「土を耕す」って、結局なにをするの?

― 声が出ないチームが変わった、ある問いかけの話 ―

前回の記事で、
「現場で頑張るだけでは、チームは育たない」
「草むしりだけでなく、土を耕す時間が必要」
という話を書きました。

…で、たぶんこう思った方も多いはずです。

で、その“土を耕す”って、具体的に何をするの?

今日は、その一例をご紹介します。


声が出ないチームで、コーチが悩んでいたこと

ある育成年代のチームでの話です。

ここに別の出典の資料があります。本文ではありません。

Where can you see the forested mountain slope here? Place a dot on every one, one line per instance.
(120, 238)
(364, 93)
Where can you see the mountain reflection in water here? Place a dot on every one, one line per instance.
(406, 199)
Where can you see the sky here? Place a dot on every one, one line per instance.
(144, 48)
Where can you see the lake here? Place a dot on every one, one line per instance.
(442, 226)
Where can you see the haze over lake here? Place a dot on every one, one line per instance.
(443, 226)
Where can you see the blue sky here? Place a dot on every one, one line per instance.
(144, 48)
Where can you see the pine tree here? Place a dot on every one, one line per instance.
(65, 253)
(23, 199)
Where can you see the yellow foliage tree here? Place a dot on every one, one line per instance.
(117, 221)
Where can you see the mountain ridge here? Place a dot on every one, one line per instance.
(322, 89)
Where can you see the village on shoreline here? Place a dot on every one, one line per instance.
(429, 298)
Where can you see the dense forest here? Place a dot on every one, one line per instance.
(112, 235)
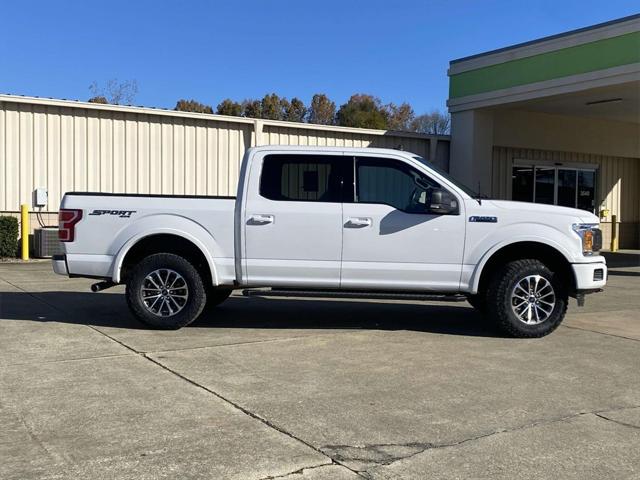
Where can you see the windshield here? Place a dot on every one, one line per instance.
(440, 171)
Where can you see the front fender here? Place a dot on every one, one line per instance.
(172, 225)
(509, 235)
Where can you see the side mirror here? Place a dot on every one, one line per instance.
(442, 203)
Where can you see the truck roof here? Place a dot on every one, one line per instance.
(307, 148)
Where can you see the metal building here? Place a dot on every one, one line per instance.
(555, 120)
(68, 145)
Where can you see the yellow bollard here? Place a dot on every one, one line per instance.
(614, 233)
(24, 228)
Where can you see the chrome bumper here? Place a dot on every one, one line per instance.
(590, 276)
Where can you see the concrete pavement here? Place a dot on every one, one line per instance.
(312, 389)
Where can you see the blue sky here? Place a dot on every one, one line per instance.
(207, 50)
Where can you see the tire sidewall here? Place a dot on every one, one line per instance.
(500, 301)
(195, 302)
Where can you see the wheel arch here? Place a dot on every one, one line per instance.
(553, 257)
(165, 241)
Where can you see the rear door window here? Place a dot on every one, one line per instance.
(303, 178)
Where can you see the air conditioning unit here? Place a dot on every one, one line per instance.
(46, 243)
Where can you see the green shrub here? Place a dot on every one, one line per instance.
(8, 236)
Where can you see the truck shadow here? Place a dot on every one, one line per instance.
(110, 310)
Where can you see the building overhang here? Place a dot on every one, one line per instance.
(599, 56)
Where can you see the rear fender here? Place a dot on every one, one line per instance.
(171, 225)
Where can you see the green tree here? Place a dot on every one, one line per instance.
(434, 123)
(294, 111)
(192, 106)
(399, 117)
(252, 108)
(229, 107)
(322, 111)
(362, 111)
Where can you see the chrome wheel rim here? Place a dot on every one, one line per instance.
(533, 299)
(164, 292)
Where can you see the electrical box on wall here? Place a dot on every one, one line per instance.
(40, 197)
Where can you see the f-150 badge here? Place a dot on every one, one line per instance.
(118, 213)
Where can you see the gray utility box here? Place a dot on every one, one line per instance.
(46, 243)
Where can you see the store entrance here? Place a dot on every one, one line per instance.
(554, 185)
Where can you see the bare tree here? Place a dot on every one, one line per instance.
(322, 110)
(115, 92)
(434, 123)
(399, 117)
(229, 107)
(192, 106)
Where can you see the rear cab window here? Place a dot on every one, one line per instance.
(304, 178)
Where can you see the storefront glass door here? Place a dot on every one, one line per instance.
(568, 187)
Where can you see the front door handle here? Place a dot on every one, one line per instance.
(358, 222)
(261, 219)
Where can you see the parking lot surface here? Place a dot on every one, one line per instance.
(313, 388)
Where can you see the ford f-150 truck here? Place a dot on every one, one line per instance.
(330, 219)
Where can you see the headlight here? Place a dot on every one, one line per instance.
(591, 237)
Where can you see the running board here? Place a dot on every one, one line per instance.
(353, 294)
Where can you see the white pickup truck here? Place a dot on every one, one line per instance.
(326, 219)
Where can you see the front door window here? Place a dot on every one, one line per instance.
(567, 187)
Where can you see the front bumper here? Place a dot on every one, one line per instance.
(59, 263)
(590, 276)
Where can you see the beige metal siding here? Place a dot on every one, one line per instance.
(278, 135)
(66, 146)
(618, 183)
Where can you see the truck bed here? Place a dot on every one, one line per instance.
(113, 221)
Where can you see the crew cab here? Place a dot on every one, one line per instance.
(333, 219)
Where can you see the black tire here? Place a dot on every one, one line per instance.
(478, 301)
(186, 313)
(217, 295)
(499, 299)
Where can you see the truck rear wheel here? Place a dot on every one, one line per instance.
(165, 291)
(526, 299)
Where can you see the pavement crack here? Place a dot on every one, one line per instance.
(600, 333)
(624, 424)
(63, 360)
(300, 471)
(247, 412)
(387, 453)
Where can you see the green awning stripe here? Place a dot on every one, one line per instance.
(589, 57)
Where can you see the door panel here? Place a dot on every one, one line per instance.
(393, 246)
(293, 227)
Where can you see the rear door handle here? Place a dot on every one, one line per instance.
(358, 222)
(261, 219)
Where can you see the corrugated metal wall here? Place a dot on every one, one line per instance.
(67, 146)
(618, 181)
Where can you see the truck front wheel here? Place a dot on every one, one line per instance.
(526, 299)
(165, 291)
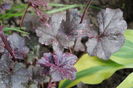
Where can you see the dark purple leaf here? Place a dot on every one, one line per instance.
(6, 43)
(109, 37)
(36, 4)
(60, 65)
(63, 30)
(48, 35)
(18, 45)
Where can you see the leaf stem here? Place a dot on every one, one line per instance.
(85, 10)
(22, 19)
(49, 83)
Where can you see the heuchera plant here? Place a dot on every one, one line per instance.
(64, 32)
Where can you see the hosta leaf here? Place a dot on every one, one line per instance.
(127, 83)
(91, 70)
(125, 54)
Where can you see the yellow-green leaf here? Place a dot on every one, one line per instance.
(127, 83)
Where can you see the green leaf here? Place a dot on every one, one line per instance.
(92, 70)
(127, 83)
(125, 54)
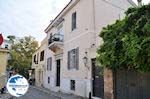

(名前は伏せますね)

そのチーム、技術も走力も悪くない。
でも、試合になるととにかく静か。

  • ミスしても誰も声をかけない
  • 流れが悪くなっても誰も修正しない
  • ベンチもピッチも、なんとなく重たい空気

コーチはずっと、

「もっと声を出せ」
「盛り上げろ」
「引っ張れ」

と言い続けていました。

でも、なかなか変わらない。

そこで私は、こんなことをキャプテンに聞いてみました。


私がキャプテンにしたのは、たった一つの問い

それは、とてもシンプルな問いでした。

「みんなが声を出すようになるには、どうしたらいいと思う?」

答えを教えるのではなく、
“考える役割”をキャプテンに渡したんです。

するとキャプテンは、こう言いました。

「一回、みんなに聞いてみます」


キャプテンがやったのは「指示」ではなく「ヒアリング」

次の練習から、キャプテンはチームメイトに聞き始めました。

  • なんで声が出ないと思う?
  • どんな声なら、かけやすいと思う?
  • 声出すの、正直ちょっと恥ずかしくない?

すると出てきたのは、

  • 何を言えばいいか分からない
  • 間違ったこと言うのが怖い
  • 怒られるなら黙ってた方が楽

そんな本音でした。

これ、コーチが上から見ているだけでは
なかなか見えてこない部分です。


そこから起きた、小さな変化

話し合いの中で、チームはこんなことを決めました。

  • ミスした時は「ドンマイ」だけでも言う
  • 指示じゃなくて「次いこう」でOK
  • 完璧な声じゃなくていい

すると不思議なことに、
少しずつ声が増えていったんです。

最初はぎこちなく、
正直ちょっと照れくさそうに。

でも、確実にチームの空気は変わっていきました。


そして、その年の新人戦で…

そのチーム、最終的に
新人戦で15年ぶりの優勝をしました。

もちろん、

  • 技術の成長
  • フィジカル
  • 戦術

いろんな要因が重なっています。
「声を出すようになったから勝った」
なんて単純な話ではありません。

でも、間違いなく言えるのは、

チームが
「誰かにやらされて動く集団」から
「自分たちで考えて動く集団」に変わった。

その転換点に、
この“問いかけ”と“対話の時間”があった、ということです。


これが「土を耕す」ということ

この場面で起きていたのは、

  • 練習メニューを変えたわけでも
  • 走る量を増やしたわけでも
  • 声出せと怒鳴ったわけでもありません

やったのは、

  • 問いを投げる
  • 考える役割を渡す
  • 本音が出る場をつくる

たったそれだけ。

でもこれが、
チームの“土壌”を変えたんです。


コーチが全部やらなくても、チームは育つ

この話で、私が一番大事だと思っているのはここです。

チームが変わったのは、
キャプテンと選手たちが動いたから。

コーチや私が前に立って
全部引っ張ったわけではありません。

つまり、

コーチが頑張り続けなくても、
チームは自分たちで育ち始める

そんな瞬間が、確かにあったんです。


まとめ:土を耕すとは、問いを渡すこと

「土を耕す」とは、

  • 正解を教えることではなく
  • 指示を出すことでもなく

考えるきっかけを渡すこと。

そして、
考えたことを言葉にできる場をつくること。

現場で頑張ることも大切。
でも、それと同じくらい、

  • 問いを投げる
  • 任せる
  • 見守る

そんな関わり方が、
チームを静かに、でも確実に強くしていきます。